Ce qui tient du réel, ce sont peut-être les rares extérieurs qu’il fait figurer au milieu de scènes plus sombres. Lynch est né et a grandi à la campagne et «était terrorisé par la grande ville américaine», rappelle Anastasia Chaguidouline. Ainsi, ses extérieurs sont ceux d’une «Americana» empreinte de nostalgie – à l’image de celle qu’il filme dans The Straight Story (1999), son film le moins «lynchien» et, paradoxalement, le plus intime – sur laquelle semble s’abattre, bientôt, une forme de jugement dernier, trop humaine celle-ci. On peut attendre que le ciel nous tombe sur la tête, comme au-dessus de cette maison isolée en rase campagne, ou fuir, à l’image de cet étrange bébé alien qui traverse le désert. Une question reste en suspens : et si David Lynch était le grand artiste américain?
Jusqu’au 16 avril. Cercle Cité – Luxembourg.
Les courts métrages de David Lynch
D’autres «petites histoires», animées cette fois, font partie de l’exposition. Il s’agit des trois premiers courts métrages de David Lynch, réalisés alors que l’artiste était encore étudiant aux Beaux-Arts. Dix ans avant Eraserhead (1977), son premier long métrage, Lynch voit évoluer son travail de peintre dans l’image en mouvement, et ces trois œuvres, projetées dans le cadre de l’exposition «Small Stories», en assurent la transition.
Six Men Getting Sick (1967)
Pour sa première expérience de réalisateur, David Lynch tente de mettre en mouvement l’une de ses peintures, une idée qui l’obsède. On voit dans ce film six figures humaines (ou quasi humaines) et l’intérieur de leur estomac; dans le mouvement que l’artiste donne à son œuvre peinte, la substance contenue dans leur ventre remonte jusqu’à la tête, et les six hommes la régurgitent. Réalisé sur les bases de la technique du «stop motion», Six Men Getting Sick raconte cette petite histoire en une minute, mais Lynch la fait tourner en boucle quatre fois et y ajoute un bruit de sirène. Déjà le goût de l’inconfortable…
The Alphabet (1968)
Si le rêve et l’inconscient ont toujours été des sujets de prédilection pour David Lynch, The Alphabet – un titre déterminant – serait la matrice de cette fascination. Après six hommes malades, c’est une fille seule, souffrante elle aussi, qui voit les lettres de l’alphabet prendre vie dans de bizarres représentations et s’immiscer dans son crâne. Visuellement, Lynch poursuit son travail entre les arts plastiques et les techniques cinématographiques, mélangeant le film, l’animation et le collage. Sombre et dérangeant. Voilà l’œuvre qui signe la naissance du cinéaste David Lynch… et de ses obsessions.
The Grandmother (1970)
Plus volontiers intéressé par le cinéma après The Alphabet, Lynch réalise The Grandmother, dont il veut faire sa carte de visite pour étudier le cinéma.
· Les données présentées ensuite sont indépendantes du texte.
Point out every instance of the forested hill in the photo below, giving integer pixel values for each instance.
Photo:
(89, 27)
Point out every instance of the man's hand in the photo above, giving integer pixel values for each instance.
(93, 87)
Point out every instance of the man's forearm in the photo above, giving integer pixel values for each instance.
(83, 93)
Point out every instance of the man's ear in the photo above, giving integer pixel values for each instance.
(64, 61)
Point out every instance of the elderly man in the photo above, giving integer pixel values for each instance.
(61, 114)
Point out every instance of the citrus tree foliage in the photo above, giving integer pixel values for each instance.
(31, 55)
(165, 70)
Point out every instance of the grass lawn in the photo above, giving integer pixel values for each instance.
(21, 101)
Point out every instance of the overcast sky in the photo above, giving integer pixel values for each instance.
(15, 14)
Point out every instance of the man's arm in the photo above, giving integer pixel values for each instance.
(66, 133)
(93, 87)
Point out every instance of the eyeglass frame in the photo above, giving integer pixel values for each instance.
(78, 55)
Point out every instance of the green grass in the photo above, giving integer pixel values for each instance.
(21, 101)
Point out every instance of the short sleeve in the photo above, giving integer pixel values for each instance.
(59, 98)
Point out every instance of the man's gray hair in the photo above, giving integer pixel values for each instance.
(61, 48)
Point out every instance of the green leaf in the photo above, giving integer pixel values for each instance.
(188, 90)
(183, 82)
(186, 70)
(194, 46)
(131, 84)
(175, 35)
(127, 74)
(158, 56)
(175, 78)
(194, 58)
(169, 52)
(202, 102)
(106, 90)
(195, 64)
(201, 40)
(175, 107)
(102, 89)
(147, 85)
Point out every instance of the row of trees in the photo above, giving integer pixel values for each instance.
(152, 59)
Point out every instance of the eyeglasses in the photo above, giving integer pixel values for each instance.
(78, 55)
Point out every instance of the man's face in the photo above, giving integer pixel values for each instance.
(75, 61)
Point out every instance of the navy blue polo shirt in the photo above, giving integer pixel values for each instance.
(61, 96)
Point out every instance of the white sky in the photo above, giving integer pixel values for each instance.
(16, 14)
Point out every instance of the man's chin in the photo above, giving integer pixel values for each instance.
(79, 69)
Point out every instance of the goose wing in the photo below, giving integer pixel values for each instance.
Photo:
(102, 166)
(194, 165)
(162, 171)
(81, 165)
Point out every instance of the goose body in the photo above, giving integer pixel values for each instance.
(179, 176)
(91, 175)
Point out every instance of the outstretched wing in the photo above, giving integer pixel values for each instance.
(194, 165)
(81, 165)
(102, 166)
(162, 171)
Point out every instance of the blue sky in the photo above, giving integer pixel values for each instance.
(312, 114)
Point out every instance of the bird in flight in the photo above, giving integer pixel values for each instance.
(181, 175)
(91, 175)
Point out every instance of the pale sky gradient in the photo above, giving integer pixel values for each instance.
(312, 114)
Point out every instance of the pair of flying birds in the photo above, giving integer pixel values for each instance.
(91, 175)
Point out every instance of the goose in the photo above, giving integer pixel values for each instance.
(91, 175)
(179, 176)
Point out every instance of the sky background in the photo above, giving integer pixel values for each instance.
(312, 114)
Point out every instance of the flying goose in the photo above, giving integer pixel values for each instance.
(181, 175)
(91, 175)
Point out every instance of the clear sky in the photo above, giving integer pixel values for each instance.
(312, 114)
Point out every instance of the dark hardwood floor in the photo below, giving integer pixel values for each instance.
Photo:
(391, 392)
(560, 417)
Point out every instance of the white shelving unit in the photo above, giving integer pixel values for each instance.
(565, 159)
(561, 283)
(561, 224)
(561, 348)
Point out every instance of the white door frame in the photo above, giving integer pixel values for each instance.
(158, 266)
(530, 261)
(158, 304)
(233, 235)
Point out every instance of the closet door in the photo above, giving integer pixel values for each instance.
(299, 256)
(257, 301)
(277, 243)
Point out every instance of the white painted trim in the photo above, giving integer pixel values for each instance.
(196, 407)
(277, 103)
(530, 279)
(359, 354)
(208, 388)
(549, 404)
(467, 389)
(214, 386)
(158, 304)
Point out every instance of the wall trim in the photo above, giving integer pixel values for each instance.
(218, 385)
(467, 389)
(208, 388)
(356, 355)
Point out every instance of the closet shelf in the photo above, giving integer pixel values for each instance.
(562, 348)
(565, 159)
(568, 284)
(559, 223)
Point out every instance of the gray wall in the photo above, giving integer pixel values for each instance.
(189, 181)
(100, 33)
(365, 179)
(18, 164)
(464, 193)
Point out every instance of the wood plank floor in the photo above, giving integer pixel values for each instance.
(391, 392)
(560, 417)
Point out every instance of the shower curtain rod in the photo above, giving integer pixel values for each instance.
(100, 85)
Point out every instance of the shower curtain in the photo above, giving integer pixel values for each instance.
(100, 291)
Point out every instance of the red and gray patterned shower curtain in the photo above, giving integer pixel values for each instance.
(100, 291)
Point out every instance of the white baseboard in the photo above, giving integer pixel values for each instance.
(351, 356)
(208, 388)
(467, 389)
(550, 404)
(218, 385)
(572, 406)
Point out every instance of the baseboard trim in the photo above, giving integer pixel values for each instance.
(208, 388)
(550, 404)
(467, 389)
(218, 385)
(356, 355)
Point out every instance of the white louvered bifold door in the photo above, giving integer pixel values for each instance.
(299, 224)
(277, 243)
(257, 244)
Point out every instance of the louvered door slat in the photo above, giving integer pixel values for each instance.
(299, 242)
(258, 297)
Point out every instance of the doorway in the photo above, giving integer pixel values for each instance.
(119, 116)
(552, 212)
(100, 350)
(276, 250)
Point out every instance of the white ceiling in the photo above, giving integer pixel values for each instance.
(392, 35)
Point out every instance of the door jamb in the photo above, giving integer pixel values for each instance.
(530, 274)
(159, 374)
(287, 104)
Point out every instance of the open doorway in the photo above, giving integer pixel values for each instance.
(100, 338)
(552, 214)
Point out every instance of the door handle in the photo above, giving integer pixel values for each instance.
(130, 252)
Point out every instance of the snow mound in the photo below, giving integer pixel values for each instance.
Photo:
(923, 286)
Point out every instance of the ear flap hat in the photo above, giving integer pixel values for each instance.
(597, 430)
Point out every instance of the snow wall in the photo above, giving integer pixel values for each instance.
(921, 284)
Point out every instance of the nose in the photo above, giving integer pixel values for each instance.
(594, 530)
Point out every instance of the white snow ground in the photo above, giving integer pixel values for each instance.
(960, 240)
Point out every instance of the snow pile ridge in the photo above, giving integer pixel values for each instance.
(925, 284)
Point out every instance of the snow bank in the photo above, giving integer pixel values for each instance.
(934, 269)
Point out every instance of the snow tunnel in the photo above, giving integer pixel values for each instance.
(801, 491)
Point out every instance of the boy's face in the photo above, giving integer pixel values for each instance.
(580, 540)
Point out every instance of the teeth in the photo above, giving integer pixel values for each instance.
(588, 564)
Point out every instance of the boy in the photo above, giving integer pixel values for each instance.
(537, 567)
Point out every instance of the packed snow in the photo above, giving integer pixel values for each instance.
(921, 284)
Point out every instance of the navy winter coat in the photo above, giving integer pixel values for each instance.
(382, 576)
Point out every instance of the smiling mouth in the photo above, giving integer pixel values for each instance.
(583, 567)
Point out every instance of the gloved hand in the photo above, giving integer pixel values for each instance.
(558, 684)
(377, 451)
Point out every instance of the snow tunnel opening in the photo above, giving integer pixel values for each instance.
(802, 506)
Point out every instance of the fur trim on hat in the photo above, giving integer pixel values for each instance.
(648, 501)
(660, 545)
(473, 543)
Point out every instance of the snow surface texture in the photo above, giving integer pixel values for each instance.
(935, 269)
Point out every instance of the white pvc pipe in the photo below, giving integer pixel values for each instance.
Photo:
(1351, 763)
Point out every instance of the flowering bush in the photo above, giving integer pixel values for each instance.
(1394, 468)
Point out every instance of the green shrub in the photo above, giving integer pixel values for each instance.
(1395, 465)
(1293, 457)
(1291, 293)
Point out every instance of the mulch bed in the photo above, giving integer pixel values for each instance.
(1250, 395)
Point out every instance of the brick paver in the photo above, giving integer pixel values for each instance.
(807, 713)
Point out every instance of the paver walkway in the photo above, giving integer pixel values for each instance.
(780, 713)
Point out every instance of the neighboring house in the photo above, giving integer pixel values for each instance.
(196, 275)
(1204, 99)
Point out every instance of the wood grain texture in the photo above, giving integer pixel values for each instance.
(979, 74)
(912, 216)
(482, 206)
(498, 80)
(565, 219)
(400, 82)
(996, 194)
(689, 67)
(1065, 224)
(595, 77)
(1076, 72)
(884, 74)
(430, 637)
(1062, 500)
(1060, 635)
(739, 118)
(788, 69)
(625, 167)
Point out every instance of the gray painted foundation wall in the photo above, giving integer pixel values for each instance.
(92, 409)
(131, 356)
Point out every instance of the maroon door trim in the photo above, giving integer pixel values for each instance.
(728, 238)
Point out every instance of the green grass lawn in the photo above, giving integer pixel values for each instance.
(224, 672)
L’histoire : un enfant plante une graine qu’il fait pousser, et qui ne deviendra pas une plante, mais… une grand-mère. Parabole à peine masquée d’une enfance soumise à la négligence et à la violence des parents, le film permettra à Lynch de suivre des cours auprès de l’American Film Institute… après avoir déjà récolté des prix dans les festival. Sa carrière est déjà lancée : l’année suivante, il commencera à travailler sur son premier long métrage, Eraserhead.